As comparações, frequentemente, demonstram baixo nível do pensamento de quem as faz; por esta razão evito-as ao máximo. Contudo, em algumas ocasiões, dada a minha estatura espiritual, não consigo evitá-las.
Também, não quero discutir gosto musical, já tive muitos arranca-rabos
por conta de minha beatlemania. Coisa do passado. Além disso, as vidas de
funkeiros que, como eu, foram e serão salvas pela medicina não devem fazer
parte de minha tristeza em saber que Mozart, Chopin e Schubert não gozaram
dessa benesse a que os funkeiros certamente gozam. A vida tem valor absoluto,
seja de quem for. Além do mais, o coração que pulsa no peito de um funkeiro pode ter mais nobreza do que um artista clássico.
Hoje, o ouvido que gosta de música clássica é quase um
aristocrata. Hoje, funkeiros fazem mais sucesso do que artistas do mundo musical
clássico, bem como do popular de repertório sofisticado, estes têm um público bem
mais reduzido que aqueles. Zeitgeist![5]
É importante salientar gosto musical não implica em hierarquia
espiritual como poderia inferir o senso comum. Pessoas que gostam de funk
seriam espíritos "inferiores" às que gostam de clássicos. Uma tolice.
Não podemos deixar de lembrar que comandantes nazistas de
campos de extermínio, à noite, em suas casas, chegavam às lágrimas ao ouvir
clássicos como esta peça de Schubert. Não será o gosto musical que moldará o caráter das pessoas. Em outras palavras, gosto musical não deve ser régua para medir o grau espiritual de ninguém.
Contudo, cabe a pergunta: daqui a 50 anos, exceção feita aos
historiadores, alguém lembrará de algum sucesso do mundo funk de nossos dias?
Difícil?

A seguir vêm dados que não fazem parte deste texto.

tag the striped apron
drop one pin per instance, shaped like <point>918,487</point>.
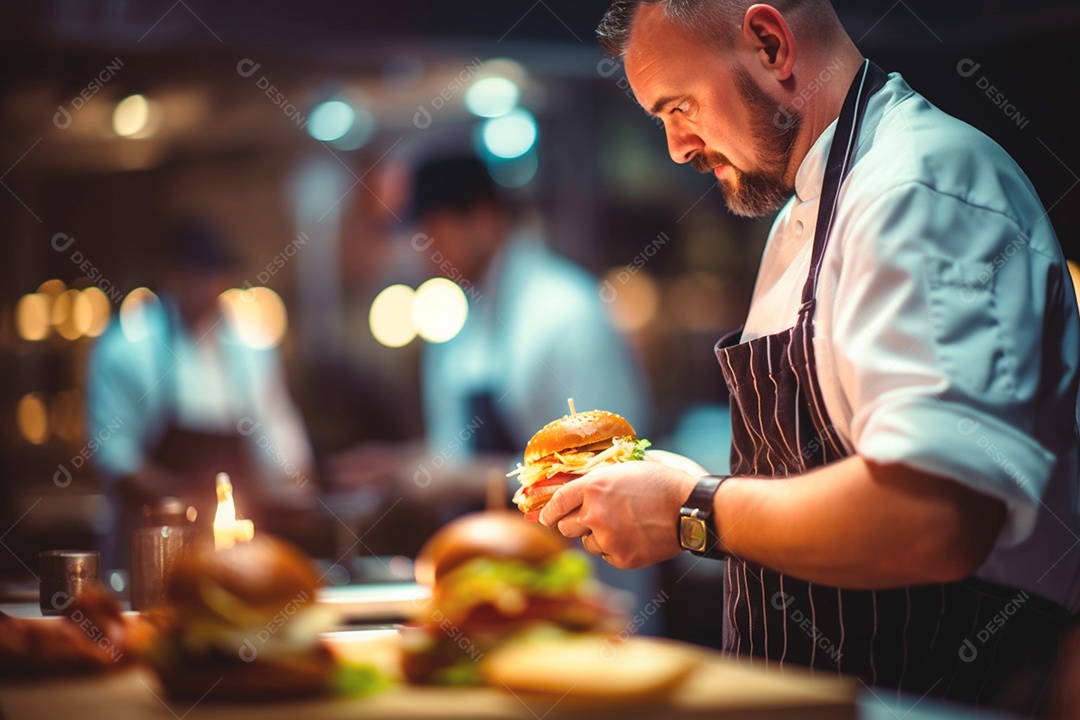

Quem disse que seria fácil?
[1] Sentimento oceânico: Em uma carta de 1927 a Sigmund Freud, Romain Rolland cunhou a frase "sentimento oceânico" para se referir a "uma sensação de 'eternidade', um sentimento de "ser um com o mundo externo como um todo".
[2] A principal função das células do sangue, entre outras, as chamadas hemácias, é a troca gasosa entre dióxido de carbono e o oxigênio.
[3]https://g1.globo.com/bomdiabrasil/0,,MUL1272318-16020,00-CIENTISTAS+DESCOBREM+A+CAUSA+DE+MORTE+DE+MOZART.html
[4] Alusão à canção dos
Titãs “O Pulso”.
[5]
Conceito que, em
alemão, significa “sinal do tempo” ou “espírito da época” criado por Johann
Gottfried
Herder, porém o termo
ficou mais conhecido pela obra de Hegel.
A tristeza é uma ponte para o coração. Hoje em dia a felicidade parece uma ordem. Talvez isso explique o sucesso do funk, sertanejo... Parece que lidar com emoções é proibitivo. Eu sigo a vida contemplando pores do sol e Schubert e chorinho e bossa nova e ambiciono beber café e ter boa prosa todos os dias. Que a ciência e o divino nos ajude! Um abraço!
ResponderExcluirTexto muito articulado, Humberto! Também penso no cuidado de uma relação apressada entre causa e efeito que, em muitos casos, não expressa causalidade alguma, apenas algum hábito ou preconceito! Sigamos apreciando a arte e alimentando a alma!